SİYASETTE parlak laf etmek hem biraz beceri ister, hem de riskli iştir. Çünkü parlak laf edip gazete manşetlerine çıkacağım, radyo ve televizyon haberlerinde konu olacağım, tartışma yaratacağım derken o lafın sizi götüreceği kötü sonuçları görmemiş olabilirsiniz.
Doğru Yol Partisi (DYP) Genel Başkanı Mehmet Ağar, ihtimal yukarıdakine benzer nedenlerle son zamanlarda çarpıcı laf etmeye merak sardı. Önce "terörist" diye bir zamanlar kendisinin mücadele ettiği insanları "meşrulaştırmaya" kalktı. Onların "dağda silahla dolaşacaklarına düz ovada siyaset yapmalarını" istedi.
Mehmet Ağar gibi hayatını toplumun huzur ve güvenliği için adamış bir insanın -sırf Güneydoğu Anadolu’daki seçmen oylarını Demokratik Toplum Partisi’ne bırakmamak uğruna- böyle bir açılım sergilemesi yeterince hayal kırıklığı doğurmamış gibi, dün de harika bir buluşunu dile getirdi:
"Cumhuriyet, Müslümanlık ve laiklik siyaset alanına girmez. Laiklik üzerinden siyaset yapanlar, din istismarına yeltenenlere söyleyecek laf bulamaz" dedi.
Ağar’ın bu sözleri açarcasına:
"Cumhuriyet, Müslümanlık ve laiklik millete ait değerlerdir, kavramlardır. Türkler Müslümanlığı seçti ve bu mesele tartışmaya kapandı. Cumhuriyet 1923’te oylandı, laiklik de öyle. Dolayısıyla Türkiye’de hiçbir parti bu üç değere karşı çıkamaz. Bunlar siyaset alanı dışındadır" dediğini de görüyorsunuz. Lakin, "Bunlar o kadar önemli değerler ki, kimse tartışmaya kalkmasın" anlamında laf etmek, gerçeği örtmeye yetmiyor.
Nitekim anımsayacaksınız geçen yılın şubat ayında Yargıtay Ceza Genel Kurulu, gazeteci Selahattin Aydar hakkındaki bir mahkumiyet kararını bozarken, Mehmet Ağar’ınkine benzeyen bir değerlendirme yapmış ve "laikliğin yasa ile korunmasının gereksiz olduğunu" ifade etmişti.
Neyse ki, ilk bakışta gönüllere pek güzel gelen bu lafın, "laikliği korumasız bırakma sonucu doğuracağı" çabuk fark edildi.

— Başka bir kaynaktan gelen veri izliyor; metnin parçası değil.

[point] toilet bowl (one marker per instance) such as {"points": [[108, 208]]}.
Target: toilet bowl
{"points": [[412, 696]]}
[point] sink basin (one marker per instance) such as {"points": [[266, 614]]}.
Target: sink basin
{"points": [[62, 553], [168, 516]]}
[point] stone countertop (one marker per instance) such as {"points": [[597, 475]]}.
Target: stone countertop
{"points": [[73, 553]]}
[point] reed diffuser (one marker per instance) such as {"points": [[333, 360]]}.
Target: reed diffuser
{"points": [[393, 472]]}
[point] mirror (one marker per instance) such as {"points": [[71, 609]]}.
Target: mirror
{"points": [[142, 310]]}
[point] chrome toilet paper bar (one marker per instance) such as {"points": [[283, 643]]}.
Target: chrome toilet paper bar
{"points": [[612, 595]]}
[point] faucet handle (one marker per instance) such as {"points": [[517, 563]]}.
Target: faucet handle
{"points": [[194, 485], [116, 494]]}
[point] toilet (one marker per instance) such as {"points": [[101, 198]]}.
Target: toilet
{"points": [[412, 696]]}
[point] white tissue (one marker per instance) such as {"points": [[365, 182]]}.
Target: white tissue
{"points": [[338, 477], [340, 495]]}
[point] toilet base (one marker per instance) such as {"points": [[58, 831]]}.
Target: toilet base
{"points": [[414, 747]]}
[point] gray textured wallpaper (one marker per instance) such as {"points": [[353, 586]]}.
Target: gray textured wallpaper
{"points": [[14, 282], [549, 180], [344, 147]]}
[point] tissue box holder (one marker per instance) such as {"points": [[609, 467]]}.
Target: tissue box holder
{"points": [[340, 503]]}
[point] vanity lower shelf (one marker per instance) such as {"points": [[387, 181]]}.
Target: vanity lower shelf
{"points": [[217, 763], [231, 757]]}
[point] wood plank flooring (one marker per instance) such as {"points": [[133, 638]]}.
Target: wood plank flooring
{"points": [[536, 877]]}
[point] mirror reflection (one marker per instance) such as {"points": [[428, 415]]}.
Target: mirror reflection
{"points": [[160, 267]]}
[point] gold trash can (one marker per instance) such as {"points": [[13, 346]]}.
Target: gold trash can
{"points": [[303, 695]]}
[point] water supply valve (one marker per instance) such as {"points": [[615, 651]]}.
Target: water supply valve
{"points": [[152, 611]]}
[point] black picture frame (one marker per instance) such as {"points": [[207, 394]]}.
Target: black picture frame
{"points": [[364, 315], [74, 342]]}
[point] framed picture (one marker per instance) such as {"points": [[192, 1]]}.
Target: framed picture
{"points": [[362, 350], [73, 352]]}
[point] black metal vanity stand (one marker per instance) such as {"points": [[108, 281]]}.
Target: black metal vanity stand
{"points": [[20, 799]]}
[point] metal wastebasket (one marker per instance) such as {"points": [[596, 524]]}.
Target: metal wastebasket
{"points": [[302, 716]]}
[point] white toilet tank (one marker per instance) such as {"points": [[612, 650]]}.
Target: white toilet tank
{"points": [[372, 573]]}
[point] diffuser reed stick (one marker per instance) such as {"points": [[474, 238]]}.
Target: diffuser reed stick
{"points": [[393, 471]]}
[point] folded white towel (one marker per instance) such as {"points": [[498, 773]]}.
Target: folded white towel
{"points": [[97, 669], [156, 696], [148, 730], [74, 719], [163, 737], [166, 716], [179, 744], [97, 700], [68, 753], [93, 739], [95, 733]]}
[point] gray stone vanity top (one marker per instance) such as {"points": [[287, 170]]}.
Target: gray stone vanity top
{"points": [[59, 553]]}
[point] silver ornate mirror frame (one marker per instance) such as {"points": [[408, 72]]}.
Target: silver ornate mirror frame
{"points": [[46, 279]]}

Yargıtay, son adli yılın açılış günü Birinci Başkan Osman Arslan’ın da "Laikliğin açık tanımı yapılmamıştır" demesi üzerine muhteşem bir sorumluluk duygusuyla konuya el koydu ve Daire Başkanları, özetle "laikliğin korunması konusundayargının her zaman önde olacağını" kamuoyuna duyurdular.
Şimdi Mehmet Ağar’a sormak gerekmez mi?
"Laikliği tartışmayarak, ona yönelik tehlikeleri dile getirmeyerek nereye varacağız?"
Laik sistemin düşmanlarının istediği tam da bu değil mi? Bizlere "Sesinizi çıkarmayın. İkide bir laikliği gündeme getirmeyin. Biz de ortada hiçbir sorun yokmuş gibi laik cumhuriyetin altını rahat rahat oyalım" demiyorlar mı?
Ağar’ın, "Müslümanlık siyaset alanına girmez" demesi normal. Gerçekten siyaset alanına giren din, siyasetçi tarafından istismar ediliyor demektir. Peki ama laiklik gibi siyasi bir kavramın siyaset alanına girmemesi nasıl mümkün olacak?